During the Plenary of 14th March the MS questioned the Minister for Education and the Welsh Language Jeremy Miles MS. She said that since having her education shadow portfolio, she had undertaken a tour of schools across Wales, and resoundingly, the No. 1 concern that they raise is ALN, additional learning needs.
The Conservative MS said: “Reform was needed and no-one disagrees with that, but there are significant concerns about the reality of what is now happening in schools on the ground. Transferring those already diagnosed or identified onto the new ALN has been relatively straightforward, but all those, particularly younger aged children and young people who need to be identified for the first time, are taking worryingly long to be identified or diagnosed, and the waiting time for these children to get that support that they desperately need is astronomically long and extremely concerning to parents, teachers and, of course, heads.
“This is not only detrimentally affecting the child or young person in question, as they cannot receive that vital one-to-one support or support that they need, but it equates to them missing out on an education that they need and deserve. It will also mean that a teacher in a class has to focus on the needs of that child who is struggling, which will, of course, have a detrimental effect on the rest of the class as their learning time will be cut short. This isn’t just a problem—it’s a huge problem, Minister, and differs massively between the 22 local authorities. You’re currently failing children across Wales and it can’t go on. Heads of these schools are crying out to this Welsh Government for a national solution to this. So, what are you doing as a Government to urgently sort out this problem and ensure that no child misses out on the education that they deserve?
Jeremy Miles MS thanked her for the the work that she was doing to improve her knowledge at first hand through speaking to schools right across Wales about the implications of the ALN reform. He said: “As she said, it’s an important set of reforms and it’s one that I know all parts of the Chamber are committed to. She says that transferring young people who are currently in the system onto the new system is straightforward—if she’s hearing that, I’m very pleased. My experience of talking to teachers is that, actually, there are quite a lot of challenges in doing that, given the numbers involved and the timescales that they’re working to. So, I don’t think that we should underestimate that that is a challenge for schools as well.

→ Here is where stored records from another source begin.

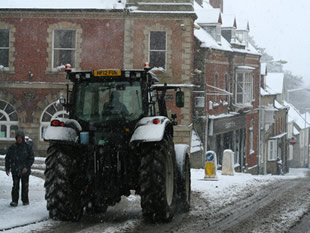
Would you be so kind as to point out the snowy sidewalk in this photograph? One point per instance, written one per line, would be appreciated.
(21, 215)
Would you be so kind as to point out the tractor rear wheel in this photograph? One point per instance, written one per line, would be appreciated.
(62, 185)
(158, 180)
(184, 185)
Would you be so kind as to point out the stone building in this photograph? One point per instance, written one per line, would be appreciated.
(274, 127)
(226, 106)
(36, 40)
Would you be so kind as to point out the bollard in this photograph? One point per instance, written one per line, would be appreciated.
(228, 163)
(210, 166)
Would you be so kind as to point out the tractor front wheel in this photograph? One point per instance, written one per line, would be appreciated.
(158, 180)
(62, 185)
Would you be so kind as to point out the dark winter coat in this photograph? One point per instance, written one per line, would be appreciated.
(19, 156)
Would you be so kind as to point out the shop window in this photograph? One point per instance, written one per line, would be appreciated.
(272, 150)
(244, 90)
(52, 111)
(64, 47)
(157, 51)
(199, 102)
(8, 121)
(226, 85)
(4, 48)
(216, 84)
(251, 129)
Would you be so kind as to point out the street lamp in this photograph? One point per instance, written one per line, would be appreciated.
(306, 138)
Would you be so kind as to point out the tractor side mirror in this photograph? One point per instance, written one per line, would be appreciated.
(179, 99)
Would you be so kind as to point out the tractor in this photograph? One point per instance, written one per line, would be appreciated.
(117, 139)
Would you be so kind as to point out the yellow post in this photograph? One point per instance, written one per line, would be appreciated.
(210, 165)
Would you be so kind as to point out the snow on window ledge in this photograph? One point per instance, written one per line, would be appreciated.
(215, 105)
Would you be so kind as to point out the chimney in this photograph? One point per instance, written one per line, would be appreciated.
(217, 4)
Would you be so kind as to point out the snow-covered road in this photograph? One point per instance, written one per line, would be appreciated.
(227, 189)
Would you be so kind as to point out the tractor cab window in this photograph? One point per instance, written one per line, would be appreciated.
(98, 102)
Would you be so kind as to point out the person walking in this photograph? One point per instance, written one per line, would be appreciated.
(18, 161)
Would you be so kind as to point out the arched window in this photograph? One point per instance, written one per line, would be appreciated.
(51, 111)
(8, 121)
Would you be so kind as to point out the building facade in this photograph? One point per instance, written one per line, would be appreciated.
(37, 41)
(226, 105)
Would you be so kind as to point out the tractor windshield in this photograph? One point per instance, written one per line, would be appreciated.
(105, 101)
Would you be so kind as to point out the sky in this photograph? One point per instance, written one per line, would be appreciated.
(279, 26)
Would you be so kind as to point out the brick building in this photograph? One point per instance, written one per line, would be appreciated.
(226, 106)
(37, 40)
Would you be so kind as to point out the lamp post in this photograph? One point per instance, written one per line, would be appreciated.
(306, 140)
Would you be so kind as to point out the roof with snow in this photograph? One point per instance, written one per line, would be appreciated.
(295, 116)
(229, 21)
(207, 41)
(208, 16)
(263, 69)
(242, 24)
(274, 83)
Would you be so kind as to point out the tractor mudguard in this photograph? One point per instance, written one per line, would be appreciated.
(150, 129)
(69, 132)
(180, 153)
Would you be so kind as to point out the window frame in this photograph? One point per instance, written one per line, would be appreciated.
(6, 48)
(199, 101)
(45, 124)
(158, 50)
(63, 49)
(8, 123)
(246, 88)
(272, 150)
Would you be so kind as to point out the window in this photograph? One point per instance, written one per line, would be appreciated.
(8, 121)
(272, 149)
(199, 102)
(52, 111)
(226, 86)
(216, 84)
(64, 47)
(244, 90)
(4, 48)
(157, 53)
(251, 129)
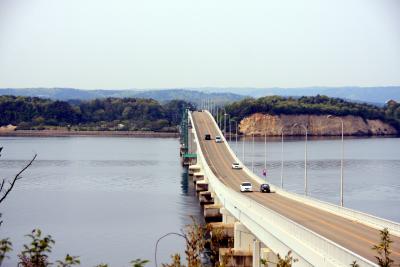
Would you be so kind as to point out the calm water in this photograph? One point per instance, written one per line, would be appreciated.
(109, 199)
(371, 170)
(105, 199)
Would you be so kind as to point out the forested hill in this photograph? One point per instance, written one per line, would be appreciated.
(148, 114)
(99, 114)
(314, 105)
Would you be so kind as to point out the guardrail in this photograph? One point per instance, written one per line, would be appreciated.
(354, 215)
(278, 232)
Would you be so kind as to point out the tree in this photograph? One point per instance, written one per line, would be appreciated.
(383, 249)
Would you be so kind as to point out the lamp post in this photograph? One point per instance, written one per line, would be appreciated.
(265, 151)
(252, 156)
(341, 161)
(282, 156)
(305, 157)
(235, 134)
(244, 137)
(225, 124)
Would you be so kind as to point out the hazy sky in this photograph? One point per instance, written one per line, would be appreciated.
(184, 43)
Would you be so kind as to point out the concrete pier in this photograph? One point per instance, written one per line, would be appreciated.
(205, 198)
(211, 213)
(201, 185)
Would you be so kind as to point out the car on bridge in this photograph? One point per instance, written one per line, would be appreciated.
(264, 188)
(246, 187)
(236, 165)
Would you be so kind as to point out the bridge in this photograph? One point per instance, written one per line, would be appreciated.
(317, 233)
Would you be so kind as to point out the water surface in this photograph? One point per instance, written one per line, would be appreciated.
(105, 199)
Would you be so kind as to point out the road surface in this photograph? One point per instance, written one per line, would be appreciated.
(354, 236)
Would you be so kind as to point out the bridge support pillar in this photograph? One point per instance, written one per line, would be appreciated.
(243, 238)
(227, 217)
(256, 253)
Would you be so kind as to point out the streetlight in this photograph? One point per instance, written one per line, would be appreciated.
(341, 161)
(244, 137)
(225, 114)
(265, 151)
(282, 156)
(235, 134)
(252, 156)
(305, 156)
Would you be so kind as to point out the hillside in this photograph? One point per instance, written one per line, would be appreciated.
(377, 95)
(65, 94)
(361, 119)
(95, 115)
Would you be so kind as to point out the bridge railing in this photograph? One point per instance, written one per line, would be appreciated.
(278, 232)
(361, 217)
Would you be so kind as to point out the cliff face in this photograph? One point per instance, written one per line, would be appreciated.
(318, 125)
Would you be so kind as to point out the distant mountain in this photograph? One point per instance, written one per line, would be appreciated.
(374, 95)
(160, 95)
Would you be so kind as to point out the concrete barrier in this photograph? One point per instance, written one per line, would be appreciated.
(354, 215)
(278, 232)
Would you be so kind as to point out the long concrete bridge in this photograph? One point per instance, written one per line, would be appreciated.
(317, 233)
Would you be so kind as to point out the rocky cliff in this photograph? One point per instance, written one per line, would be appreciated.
(318, 125)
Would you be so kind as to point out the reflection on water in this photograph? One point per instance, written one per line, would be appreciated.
(371, 170)
(105, 199)
(109, 199)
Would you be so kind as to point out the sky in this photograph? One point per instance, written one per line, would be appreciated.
(121, 44)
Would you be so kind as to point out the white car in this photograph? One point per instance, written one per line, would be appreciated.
(246, 187)
(236, 165)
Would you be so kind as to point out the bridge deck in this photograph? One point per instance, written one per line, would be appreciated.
(354, 236)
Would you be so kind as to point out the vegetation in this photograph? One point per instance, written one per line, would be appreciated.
(383, 249)
(99, 114)
(315, 105)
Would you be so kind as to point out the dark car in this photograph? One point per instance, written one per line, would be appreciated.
(264, 188)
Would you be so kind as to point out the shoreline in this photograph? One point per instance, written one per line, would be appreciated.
(65, 133)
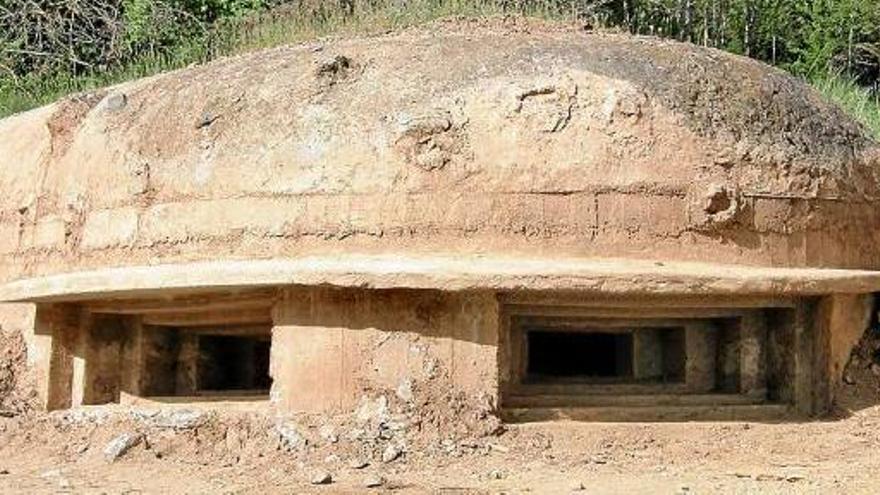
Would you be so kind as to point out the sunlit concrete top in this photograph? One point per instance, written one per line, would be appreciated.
(445, 273)
(492, 142)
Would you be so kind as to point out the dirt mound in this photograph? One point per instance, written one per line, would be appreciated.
(16, 391)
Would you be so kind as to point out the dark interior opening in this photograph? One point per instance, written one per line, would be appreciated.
(559, 354)
(233, 363)
(673, 354)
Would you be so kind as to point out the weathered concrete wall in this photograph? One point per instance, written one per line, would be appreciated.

“We’ve invested over £76 million so far in preparing the sector for implementing the reforms for the next financial year. We’ve increased the annual budget by £4.5 million to £25.5 million, and in this financial year, we’ve invested £36.6 million to support implementation, which includes a significant investment in capital costs, but also in additional support for the teaching profession as well.
“She will know, I think, that, in relation to a national approach, which I think was the focus of her question, we’ve identified transformation leads, which are looking at a Wales-wide approach. As she will know, we’ve adopted a regional approach to rolling out the early stages, but we’ve got to the point of transition, which requires, as she says in her question, a national approach. So, whether it’s to do with Welsh language provision or a range of others, we’ve appointed transformation leads who will co-ordinate the picture on a national basis, and she will also, I hope, be reassured to know that the programme for workforce development, whilst also drawing, of course, on the work of local authorities and school improvement services, also benefits from a national professional learning programme aimed at ALNCOs, teachers and lecturers so they can develop on an equivalent basis right across Wales.”